2022-11-04 –, ADASS Conference Room 1
The ESAC Science Data Centre (ESDC) is handling the archive data for several astronomy, solar and planetary missions. We started with some gigabytes of information, currently in the hundreds of terabytes and not so far in the future we will handle with petabytes. Some important fraction of them reside in database systems which allows to analyse the data directly in the ESDC systems using VO protocols.

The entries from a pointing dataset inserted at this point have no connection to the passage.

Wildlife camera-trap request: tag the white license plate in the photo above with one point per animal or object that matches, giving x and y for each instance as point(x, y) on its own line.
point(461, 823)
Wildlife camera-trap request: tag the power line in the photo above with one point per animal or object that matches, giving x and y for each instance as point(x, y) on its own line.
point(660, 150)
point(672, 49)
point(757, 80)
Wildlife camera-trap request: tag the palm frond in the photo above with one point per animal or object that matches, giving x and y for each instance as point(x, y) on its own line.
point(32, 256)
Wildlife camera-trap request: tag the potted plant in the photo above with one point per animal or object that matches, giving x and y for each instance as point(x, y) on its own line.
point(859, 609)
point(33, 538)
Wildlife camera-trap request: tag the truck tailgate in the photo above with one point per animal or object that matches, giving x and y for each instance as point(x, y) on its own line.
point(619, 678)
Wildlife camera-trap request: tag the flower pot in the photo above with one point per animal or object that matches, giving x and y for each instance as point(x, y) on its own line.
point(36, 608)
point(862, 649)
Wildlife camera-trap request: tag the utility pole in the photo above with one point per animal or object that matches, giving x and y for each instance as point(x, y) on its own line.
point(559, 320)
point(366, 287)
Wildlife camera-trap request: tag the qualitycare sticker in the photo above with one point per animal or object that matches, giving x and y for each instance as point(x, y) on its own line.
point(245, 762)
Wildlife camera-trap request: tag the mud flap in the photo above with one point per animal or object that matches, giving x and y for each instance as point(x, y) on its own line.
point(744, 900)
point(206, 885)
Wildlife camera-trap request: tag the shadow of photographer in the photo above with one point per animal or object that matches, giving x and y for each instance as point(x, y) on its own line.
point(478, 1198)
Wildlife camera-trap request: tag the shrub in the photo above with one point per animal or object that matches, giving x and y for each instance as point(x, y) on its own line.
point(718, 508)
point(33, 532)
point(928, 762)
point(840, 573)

All kinds of data: structured, semi and unstructured. How to store this data in a database to give the users the ability to query easily the contents of a space mission?. How do we choose a solution that will handle some small data to one that scales better for big data. May this be a nightmare?
One does not fit all, but maybe in the future it well may happen.
We will review the evolution of database solutions for big data space projects with special focus in the ones that we have already tested (PostgreSQL, CitusDB, PostgresXL, Greenplum) with specific implementation for the Gaia DR3 release, the European JWST archive, the Euclid Science Archive and the future PLATO Data Archive.
Pilar de Teodoro studied Applied Physics at Universidad Autonoma de Madrid and at the Niels Bohr Institute in Copenhagen. After returning to Spain from Denmark, she joined Oracle Iberica to become a consultant in several projects in the technology area working as DBA, Application Server administrator and Portal Developer. More than 8 years later, in 2006, she joined the Gaia team at ESAC in the role of SOC DataBase Administrator and database testing manager. After working more than 8 years in the Gaia SOC, she joined the ESAC Science Data Center (ESDC) where she works as database expert and is themission technical interface for the Gaia archive.